Existing this respect research report aspect development recombinant multi-epitope peptide vaccine; as: 11 epitope peptide vaccines (Shi YP, the et al. Immunogenicity and in vitro protective efficacy of a recombinant multistage Plasmodium falciparum candidate vaccine. Proc Natl Acad Sci USA 1999 of 7 specific antigens of combination plasmodium; 96:1615-1620) and human chorionic short sexual gland vaccine research (Xu WX, et al. Immunogenic comparison for two different recombinant chimeric peptides (CP12 and CP22) containing one or two copies of three linear B cell epitopes from-hCG subunit. J Biothech 2011 of three epi-positions of combination; 151:15-21) etc.But with regard to single target antigen, above research is subject to the restriction of the number of linear epitope qualification in the past, because combination table limited bits is all also difficult to reach synthetic peptide vaccine prevention or result for the treatment of fully at linear antibody horizontal.
Summary of the invention
The object of the present invention is to provide with two monoclonal antibody human oocyte zona pellucida protein-4(huZP4) minimum motif peptide of two linear epitopes of monoclonal antibody (MA-1662 and MA-1671) qualification, and provide available chemosynthesis or with the expansion small peptide (8 peptide) containing described minimum motif peptide of GST carrier proteins amalgamation and expression or be longer than the antigen of this small peptide (8 peptide); The expansion small peptide (8 peptide) of described minimum motif peptide, minimum motif peptide is also provided or is longer than the application of the antigen of this small peptide (8 peptide).

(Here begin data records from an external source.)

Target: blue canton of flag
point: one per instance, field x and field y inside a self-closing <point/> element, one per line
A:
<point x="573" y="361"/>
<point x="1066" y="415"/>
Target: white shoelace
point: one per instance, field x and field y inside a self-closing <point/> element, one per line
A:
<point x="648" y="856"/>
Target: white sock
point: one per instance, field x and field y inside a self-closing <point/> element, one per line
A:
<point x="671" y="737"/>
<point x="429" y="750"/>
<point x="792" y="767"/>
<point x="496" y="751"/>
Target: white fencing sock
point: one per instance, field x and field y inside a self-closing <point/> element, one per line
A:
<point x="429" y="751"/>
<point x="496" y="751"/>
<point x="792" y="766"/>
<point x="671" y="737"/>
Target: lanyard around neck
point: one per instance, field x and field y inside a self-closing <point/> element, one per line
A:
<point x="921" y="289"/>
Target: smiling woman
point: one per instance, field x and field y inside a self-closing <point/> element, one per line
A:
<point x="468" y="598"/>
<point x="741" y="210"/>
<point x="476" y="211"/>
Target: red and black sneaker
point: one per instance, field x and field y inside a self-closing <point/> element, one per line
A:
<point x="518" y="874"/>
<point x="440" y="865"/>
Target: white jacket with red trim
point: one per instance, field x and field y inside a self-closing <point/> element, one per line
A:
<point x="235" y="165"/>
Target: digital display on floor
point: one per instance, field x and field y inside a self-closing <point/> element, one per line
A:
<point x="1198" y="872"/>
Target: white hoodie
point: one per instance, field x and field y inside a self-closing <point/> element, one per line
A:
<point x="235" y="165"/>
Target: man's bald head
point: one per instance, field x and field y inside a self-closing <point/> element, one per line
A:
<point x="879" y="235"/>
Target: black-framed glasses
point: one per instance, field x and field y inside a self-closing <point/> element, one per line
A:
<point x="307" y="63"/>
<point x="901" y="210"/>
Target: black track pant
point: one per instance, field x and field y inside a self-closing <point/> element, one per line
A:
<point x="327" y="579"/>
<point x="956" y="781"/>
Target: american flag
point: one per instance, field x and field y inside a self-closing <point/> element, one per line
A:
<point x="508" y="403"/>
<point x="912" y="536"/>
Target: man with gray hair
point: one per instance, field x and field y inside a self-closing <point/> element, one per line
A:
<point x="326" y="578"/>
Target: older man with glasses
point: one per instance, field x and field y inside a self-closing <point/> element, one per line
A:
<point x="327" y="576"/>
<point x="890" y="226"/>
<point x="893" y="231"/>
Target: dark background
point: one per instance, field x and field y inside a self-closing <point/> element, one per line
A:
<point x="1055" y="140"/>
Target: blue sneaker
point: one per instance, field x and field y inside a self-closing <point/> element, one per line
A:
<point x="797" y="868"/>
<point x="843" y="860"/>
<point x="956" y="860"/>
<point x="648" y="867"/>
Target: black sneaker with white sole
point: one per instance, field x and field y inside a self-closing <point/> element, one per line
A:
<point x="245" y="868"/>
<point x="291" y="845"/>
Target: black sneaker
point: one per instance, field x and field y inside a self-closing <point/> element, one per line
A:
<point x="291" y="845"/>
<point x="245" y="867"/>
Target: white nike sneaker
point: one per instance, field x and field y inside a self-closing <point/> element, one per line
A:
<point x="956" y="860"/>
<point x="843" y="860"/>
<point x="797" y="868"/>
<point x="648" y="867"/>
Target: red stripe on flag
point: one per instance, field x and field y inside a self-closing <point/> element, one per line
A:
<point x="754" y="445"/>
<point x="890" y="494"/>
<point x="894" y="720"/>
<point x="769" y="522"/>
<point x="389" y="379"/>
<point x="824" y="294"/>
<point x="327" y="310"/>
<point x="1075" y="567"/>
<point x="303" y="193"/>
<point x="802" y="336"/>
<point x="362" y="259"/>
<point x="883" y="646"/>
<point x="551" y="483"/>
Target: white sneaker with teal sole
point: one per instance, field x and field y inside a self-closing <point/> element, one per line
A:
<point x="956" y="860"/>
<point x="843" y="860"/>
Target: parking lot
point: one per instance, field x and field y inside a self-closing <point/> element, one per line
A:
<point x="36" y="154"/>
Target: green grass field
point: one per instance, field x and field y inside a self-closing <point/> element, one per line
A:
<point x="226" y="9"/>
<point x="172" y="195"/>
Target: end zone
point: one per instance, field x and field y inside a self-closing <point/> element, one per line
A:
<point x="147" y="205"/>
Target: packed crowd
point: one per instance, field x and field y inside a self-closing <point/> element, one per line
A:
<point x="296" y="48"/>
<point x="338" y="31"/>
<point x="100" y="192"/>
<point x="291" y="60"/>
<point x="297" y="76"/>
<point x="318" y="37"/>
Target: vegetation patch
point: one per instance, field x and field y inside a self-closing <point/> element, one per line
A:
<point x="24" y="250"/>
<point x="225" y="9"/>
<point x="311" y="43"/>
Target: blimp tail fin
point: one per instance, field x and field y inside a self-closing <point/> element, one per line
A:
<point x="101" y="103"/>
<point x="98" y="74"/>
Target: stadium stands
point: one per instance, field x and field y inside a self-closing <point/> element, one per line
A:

Human oocyte zona pellucida protein-4(huZP4 provided by the invention) the minimum motif peptide of two linear epitopes, its aminoacid sequence is respectively shown in SEQ.ID No.l and SEQ.ID No.2, the former is designated as huZP4
147-151, aminoacid sequence write a Chinese character in simplified form in one word is PARDR(SEQ.ID No.l); The latter is designated as huZP4
256-260, aminoacid sequence write a Chinese character in simplified form in one word is ENELV(SEQ.ID No.2).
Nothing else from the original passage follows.